1. In recent years, it’s understandably become easier for us to imagine the apocalypse than it is to look into the future with hopefulness. And yet if we don’t start working immediately to invent the future we hope for, the one that we will get is horrifically unimaginable. JUMP!STAR asks us to look forward with love to the resilient civilizations of the future, and to take action to ensure them a livable world.

2. From the perspective of a country as young as the United States, 1000 years seems abstract—almost fictional—but there are many countries in the world that have been celebrating festivals and traditions for more than a millennium. These long-running traditions become defining facets of a culture, connecting them to both their ancestors and their descendants.

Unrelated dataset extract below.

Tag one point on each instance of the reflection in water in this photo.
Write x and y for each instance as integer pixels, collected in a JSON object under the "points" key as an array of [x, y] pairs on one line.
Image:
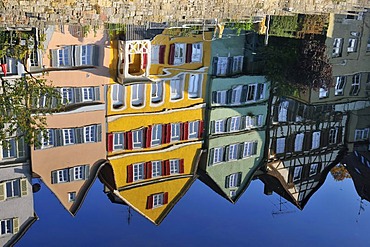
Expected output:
{"points": [[150, 108]]}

3. Planning the festivities for an event 1000 years into the future requires thinking less in terms of the human lifespan and more in terms of the planetary and celestial. This kind of temporal paradigm shift is long overdue, and will only benefit the planet at large, as anthropogenic climate change is directly attributable to our disregard for the long-term impacts of our actions.

4. Contemporary technology makes it possible for us to sit in a coffee shop, plug in to nothing at all, and before getting our lattes have real-time conversations with friends on the other side of the planet. We are increasingly a global culture; we should inaugurate a secular global holiday.

5. The rampant success of social media can be regarded, among other things, as a craving for structured interaction. Working with friends new and old on a social project like JUMP!STAR enables meaningful interaction, within a structure that empowers us to create something larger than our individual selves.